O livro se encerra com um adendo no qual o ator faz uma recapitulação dos conhecimentos científicos e filosóficos que influenciaram o desenvolvimento do saber psicanalítico. “Este adendo”, diz Green, “é uma tentativa de circunscrever o meio cultural no qual a psicanálise está inserida. Ele apresenta as relações de proximidade que diferentes disciplinas contíguas entretêm com o pensamento psicanalítico e que se mostram frequentemente mais inamistosas do que amistosas. N a minha opinião, elas atestam para o fato de que, contrariamente ao que se pretende cem anos após a sua criação, a psicanálise não perdeu seu poder subversivo” (p. 312). Aqui, vemos o interesse de André Green pelas múltiplas formas de pensamento. A abertura que ele conseguiu implantar na Sociedade Psicanalítica de Paris tornou-se uma marca registrada da sua gestão como presidente desta última.
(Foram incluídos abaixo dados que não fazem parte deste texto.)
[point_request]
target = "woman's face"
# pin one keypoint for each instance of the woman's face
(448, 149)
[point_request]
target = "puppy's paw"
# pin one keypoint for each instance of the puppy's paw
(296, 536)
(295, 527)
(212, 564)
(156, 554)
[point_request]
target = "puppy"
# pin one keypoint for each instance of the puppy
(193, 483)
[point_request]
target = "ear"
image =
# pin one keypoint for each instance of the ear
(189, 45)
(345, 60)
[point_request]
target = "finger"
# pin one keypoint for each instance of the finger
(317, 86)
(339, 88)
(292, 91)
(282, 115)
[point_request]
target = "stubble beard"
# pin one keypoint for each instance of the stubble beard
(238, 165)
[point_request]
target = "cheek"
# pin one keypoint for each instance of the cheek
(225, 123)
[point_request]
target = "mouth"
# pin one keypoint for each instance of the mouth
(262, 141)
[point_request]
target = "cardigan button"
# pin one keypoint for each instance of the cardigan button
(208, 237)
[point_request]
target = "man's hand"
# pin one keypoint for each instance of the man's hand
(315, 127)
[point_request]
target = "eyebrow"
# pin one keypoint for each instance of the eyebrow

As ideias encontradas neste livro reúnem o pensamento de um autor que é conhecido até os dias hoje por seu caráter audaz e combativo. Suas contribuições, tanto intelectuais como pessoais, não parecem de fato ter perdido a força com o passar dos anos; ao contrário, permanecem profundamente inovadoras e revolucionárias. Elas refletem o profundo engajamento do autor com a psicanálise, tanto no seu caráter subversivo como no seu caráter terapêutico, que por vezes se manifesta como uma vontade inexorável de aliviar a dor psíquica.

 

Referências

Green, A. (2002). Idées Directrices Pour une Psychanalyse Contemporaine. Paris: PUF.        [ Links ]

 

 

1 Doutora em psicologia clínica pela PUC-SP, membro filiado ao Instituto de Psicanálise “Durval Marcondes” da Sociedade Brasileira de Psicanálise de São Paulo SBPSP.
2 Estou me referindo ao livro O discurso vivo (1973), no qual Green faz uma longa pesquisa sobre a questão do afeto na constituição psíquica, tema que, segundo ele, Lacan havia desdenhado.
3 Remeto o leitor interessado no tema de pensamento clínico ao texto: “Pour introduire la pensée clinique”. In: André Green: La Pensée Clinique. Paris: Odile Jacob , 2002.
4 Em relação a esse tipo de pensamento, remeto o leitor aos escritos reunidos sob a direção de Cesar Botella em homenagem do aniversário de André Green, sob o título Penser les limites (Paris: Delachaux et Niestlé, 2002).